Bij de tunnel uiteinden moeten we een lijntje vast stikken. Dit
lijntje gebruiken we om de tunnels strak te kunnen spannen. Rest ons nog een
opspanlijntje onder aan de vlieger te naaien en de naaimachine kan aan de
kant. naar
boven
FRAME
EN TOOM
Plaats de staander in de tunnel en schuif de kruisstukken op hun plaats.

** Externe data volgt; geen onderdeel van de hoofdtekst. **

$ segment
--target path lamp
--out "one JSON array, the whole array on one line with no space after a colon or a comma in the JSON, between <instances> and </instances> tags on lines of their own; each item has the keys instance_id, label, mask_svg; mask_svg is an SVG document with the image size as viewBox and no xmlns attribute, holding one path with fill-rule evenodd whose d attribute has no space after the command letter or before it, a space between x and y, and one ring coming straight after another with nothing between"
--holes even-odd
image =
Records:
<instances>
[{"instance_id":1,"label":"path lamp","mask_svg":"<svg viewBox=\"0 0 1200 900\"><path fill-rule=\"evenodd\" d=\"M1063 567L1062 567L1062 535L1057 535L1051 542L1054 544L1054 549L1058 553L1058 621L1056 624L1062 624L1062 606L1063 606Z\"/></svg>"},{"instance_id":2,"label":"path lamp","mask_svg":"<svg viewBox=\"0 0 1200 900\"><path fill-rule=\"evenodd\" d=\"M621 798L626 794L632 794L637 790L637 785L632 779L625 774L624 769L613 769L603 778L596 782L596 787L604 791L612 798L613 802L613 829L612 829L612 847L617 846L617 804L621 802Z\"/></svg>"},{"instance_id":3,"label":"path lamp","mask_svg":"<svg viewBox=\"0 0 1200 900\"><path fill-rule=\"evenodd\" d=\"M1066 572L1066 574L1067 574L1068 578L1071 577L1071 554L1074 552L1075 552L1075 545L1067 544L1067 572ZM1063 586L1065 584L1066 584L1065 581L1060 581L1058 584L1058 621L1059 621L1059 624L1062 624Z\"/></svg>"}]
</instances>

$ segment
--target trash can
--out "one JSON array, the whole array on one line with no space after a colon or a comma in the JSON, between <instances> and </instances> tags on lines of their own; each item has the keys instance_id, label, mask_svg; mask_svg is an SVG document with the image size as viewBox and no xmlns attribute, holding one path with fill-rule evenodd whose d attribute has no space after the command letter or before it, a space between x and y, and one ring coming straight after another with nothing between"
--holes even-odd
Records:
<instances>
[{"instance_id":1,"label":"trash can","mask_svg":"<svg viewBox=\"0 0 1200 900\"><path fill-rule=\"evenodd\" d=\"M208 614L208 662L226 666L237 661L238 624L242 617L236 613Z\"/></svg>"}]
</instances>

Monteer aan de bovenzijde de nylondop, onderaan komt de splitdop. De
staander in het tasje boven aan de vlieger schuiven en het onderste
opspanlijntje losjes aan de splitdop knopen. Nu de liggers precies
doormidden zagen. Schuur met een schuurpapiertje de uiteinden iets rond. Dit
vergemakkelijkt straks het door de tunnel schuiven van de liggers. Duw op de
uiteinden de splitdoppen en plaats de liggers door de tunnels heen in de
kruisstukken. De opspanlijntjes kunnen aan deze splitdoppen worden
bevestigd. Met het lijntje dat naast de staander aan het bovenzeil zit maken
we een verbinding met het onderzeil. Sla deze lijn kruislings rond het
kruisstuk en zet een beetje spanning erop. Het zeil wordt over de staander
strak gespannen. Niet te veel! Anders ontstaan er onnodige rimpels. De
onderste punten van het bovenzeil moeten worden verbonden met de splitdoppen
van de onderligger. Zet hier ook niet te veel spanning op en maak een
schuifknoop zodat een beetje variëren met die lijnlengte mogelijk blijft.
Maak het glasfibertje op lengte en zorg dat de einddoppen erop zitten
voordat het in de tunnel wordt geschoven. Dit fibertje mag met wat speling
in de lengte in dit tunneltje zitten. Vergeet niet de opening (deels) dicht
te naaien.We knopen de toomlijn om de staander en het kruisstuk heen en
beneden knopen we hem vast aan de kiel. De lijn moet ongeveer 2 m lang zijn.
In deze lijn wordt een toomring opgenomen, op zo'n wijze geknoopt dat het
verstellen mogelijk blijft (kattenklauwknoop).
OPLATEN
Zoek een vliegerstek met een ongestoorde wind van 2 Bft. Bevestig je
vliegerlijn (1 mm lijntje is sterk genoeg) aan de toomring. Zoek het juiste
punt voor bevestiging van de toomring. Hou wel in de gaten dat op 5 meter
hoogte nog erg veel turbulente wind staat, dus lijn geven tot 30 meter geeft
een beter resultaat. Dit modelletje is zonder staart of luchtanker te
vliegen. Veel plezier met je nieuwe aanwinst.